De nummeringsconventie is dat geprimede getallen de atomen van de pentosering aanduiden, en ongeprimeerde getallen de atomen van de purine-of pyrimidinering.

tabel \(\Paginindex{1}\): Composition of Nucleotides in DNA and RNA

Composition DNA RNA
purine bases adenine and guanine adenine and guanine
pyrimidine bases cytosine and thymine cytosine and uracil
pentose sugar 2-deoxyribose ribose
inorganic acid phosphoric acid (H3PO4) H3PO4

The names and structures of the major ribonucleotides and one of the deoxyribonucleotides are given in Figure \(\PageIndex{2}\).

Figure 3.jpg
Figure \(\PageIndex{2}\): De Pyrimidine-en purinenucleotiden

behalve de monomeereenheden van DNA en RNA, hebben de nucleotiden en sommige derivaten daarvan ook andere functies. Adenosinedifosfaat (ADP) en adenosinetrifosfaat (ATP), weergegeven in Figuur \(\Paginindex{3}\), spelen een rol in het celmetabolisme. Bovendien bevat een aantal coenzymes, met inbegrip van flavinadenine dinucleotide (FAD), nicotinamide adenine dinucleotide (NAD+), en coenzyme a, adeninenucleotiden als structurele componenten.

151590641374775478.jpg
Figure \(\PageIndex{3}\): Structures of Two Important Adenine-Containing Nucleotides

Summary

Nucleotides are composed of phosphoric acid, a pentose sugar (ribose or deoxyribose), and a nitrogen-containing base (adenine, cytosine, guanine, thymine, or uracil). Ribonucleotides contain ribose, while deoxyribonucleotides contain deoxyribose.

Concept Review Exercises

  1. Identify the three molecules needed to form the nucleotides in each nucleic acid.

    1. DNA
    2. RNA
  2. Classificeer elke verbinding als pentosesuiker, purine of pyrimidine.

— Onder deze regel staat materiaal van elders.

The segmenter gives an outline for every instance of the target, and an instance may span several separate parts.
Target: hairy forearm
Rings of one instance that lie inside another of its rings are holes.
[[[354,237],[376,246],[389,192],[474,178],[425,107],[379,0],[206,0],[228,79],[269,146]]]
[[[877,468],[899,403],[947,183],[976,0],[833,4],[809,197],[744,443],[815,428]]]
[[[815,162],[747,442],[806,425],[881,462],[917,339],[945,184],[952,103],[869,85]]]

      adenine guanine deoxyribose thymine ribose cytosine

Antwoord

    1. stikstofhoudende base (adenine, guanine, cytosine en thymine), 2-desoxyribose en H3PO4 stikstofhoudende base (adenine, guanine, cytosine en uracil), ribose, en H3PO4

    1. purine purine pentose suiker

    2. pyrimidine pentose suiker
    3. pyrimidine

Exercises

  1. What is the sugar unit in each nucleic acid?

    1. RNA
    2. DNA
  2. Identify the major nitrogenous bases in each nucleic acid.

    1. DNA
    2. RNA
  3. For each structure, circle the sugar unit and identify the nucleotide as a ribonucleotide or a deoxyribonucleotide.

    1. E3a.jpg
    2. E3b.jpg
  4. voor elke structuur, omcirkel de suikereenheid en identificeer het nucleotide als een ribonucleotide of een deoxyribonucleotide.

    1. E4a.jpg
    2. E4b.jpg
  5. voor elke structuur, omcirkel de stikstofhoudende base en identificeer deze als een purine of pyrimidine.

    1. E5a.jpg
    2. E5b.jpg
  6. voor elke structuur, omcirkel de stikstofhoudende base en identificeer deze als een purine of pyrimidine.

    1. E6a.jpg
    2. E6b.jpg

Antwoord

    1. ribose deoxyribose

    1. A3a.jpg
    2. A3b.jpg
  1. A5a.jpg
  2. A5b.jpg

Geef een antwoord

Het e-mailadres wordt niet gepubliceerd.